Job descriptions explain the duties of a job to an
employee but how do you ensure that the employee is completing these duties
at the level of performance required to ensure success in the job as well as
contributing positively to the company? Key Performance Indicators or
KPI’s attached to the job description provide that quantifiable measure.
The job description tells employees whatthey have to do and KPI’s tell
them how wellthey have to do it.
The KPI’s should be designed to reflect the overall
objectives of a business and its key drivers. If a core
competency of a business is it’s ability to service customers better than
its competitors then one KPI could be 98% customer satisfaction, or level of
service delivery as measured through customer surveys.
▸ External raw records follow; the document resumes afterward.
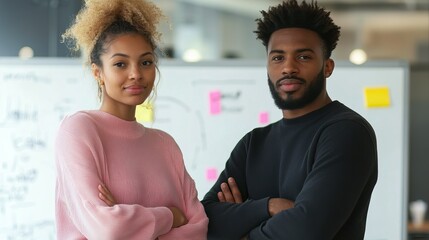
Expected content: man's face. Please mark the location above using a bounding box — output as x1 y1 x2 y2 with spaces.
267 28 333 110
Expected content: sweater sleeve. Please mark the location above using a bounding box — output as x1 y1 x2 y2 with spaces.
202 134 270 240
55 118 173 239
249 120 377 240
159 140 209 240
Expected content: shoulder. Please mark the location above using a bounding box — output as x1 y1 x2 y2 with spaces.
240 119 283 145
145 128 177 145
316 104 376 144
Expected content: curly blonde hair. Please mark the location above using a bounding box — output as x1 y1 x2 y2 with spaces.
62 0 165 64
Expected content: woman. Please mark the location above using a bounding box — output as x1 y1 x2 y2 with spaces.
55 0 208 240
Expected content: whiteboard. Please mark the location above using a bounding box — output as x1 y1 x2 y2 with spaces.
0 58 408 240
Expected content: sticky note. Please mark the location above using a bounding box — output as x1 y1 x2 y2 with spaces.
206 168 218 181
209 91 221 115
136 103 153 122
364 87 390 108
259 112 270 124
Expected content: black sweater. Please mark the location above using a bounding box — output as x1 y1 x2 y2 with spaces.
202 101 377 240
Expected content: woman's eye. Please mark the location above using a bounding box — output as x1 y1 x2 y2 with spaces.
114 62 125 68
142 61 153 66
272 56 283 61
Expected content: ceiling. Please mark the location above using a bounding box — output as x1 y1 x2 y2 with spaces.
161 0 429 62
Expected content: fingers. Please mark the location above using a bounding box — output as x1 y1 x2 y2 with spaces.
217 177 243 203
217 192 226 202
98 184 116 207
228 177 243 203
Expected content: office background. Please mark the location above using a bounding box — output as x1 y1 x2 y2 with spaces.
0 0 429 223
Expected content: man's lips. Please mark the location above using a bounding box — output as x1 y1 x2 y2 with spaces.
277 78 304 92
In setting Key Performance Indicators be careful not to
mix actions with results. For example a sales representative’s action
may be to visit clients in a given territory to promote a company’s products
or services. KPI’s would set the number of visits to existing
customers or new contacts required during a given period, the number of
sales closed or dollar value of product sold. A customer service
person’s action may be answering customer queries and the performance might
be quantified in terms of the length of a call, the number of calls
abandoned before being answered or the number of calls waiting in a queue.
A receptionist answers the phone with the objective of presenting a
professional image for your company so you might fix a KPI of answering each
call within three rings.
Each KPI should have a title, a definition, a method of evaluation and a
stated target to aim for. For that sales representative you might want
to measure the increase in sales. Simply asking for an “increase in
sales” won’t work unless you are clear about how this will be defined, is it
the number of products sold or contracts signed over a given period or is it
the overall value. Then provide the number you expect.
Many duties your employees undertake are measurable but are they key to your
company’s success. When setting Key Performance Indicators, ensure that the
individuals KPI’s reflect the company’s overall KPI’s.
Limit them to those factors that are essential to the employee reaching his or
her goals and keep to a small number so that the employee can focus on
achieving them. There could be up to seven critical elements in an
employee’s job. These are duties of such importance, or such a large part of
the overall role, that an unacceptable performance would have significant
impact on the business. Identify these accomplishments, select which
measure to use and then assign weights or priorities.
A company goal may be to out perform customer expectations on delivery of
product. The Key Performance Indicator could be defined as "the number of
parcels delivered within the expected time frame as a percentage of total
parcels delivered" and a way to measure it has been set up by collecting the
information in a scanning system. The target could then be "Deliver
97% of parcels prior to expected delivery time.” Or “Reduce the
number of late deliveries by 5% per year." These are clear targets that
everyone will understand and be able to take specific action to accomplish.
Examples of KPI’s could be:
No more than 4 valid customer complaints per year, as determined by
the supervisor
No more than 3 errors per quarter, as spotted by the supervisor
No more than 5 orders per year(processed later than 10
working days from receipt)
Don’t forget to give effective and timely feedback and address employee’s
performance. People need to know how they are doing, what is working, and
what is not working. Feedback works best when it relates to specific
KPI’s as they provide a structured appraisal system which can help
employees feel good about their work and can provide an opportunity to
discuss any weaknesses or problems and help identify solutions.
Telling employees that they are doing well because they exceeded their goal
by 5 percent is more effective than simply saying “you're doing a good job.”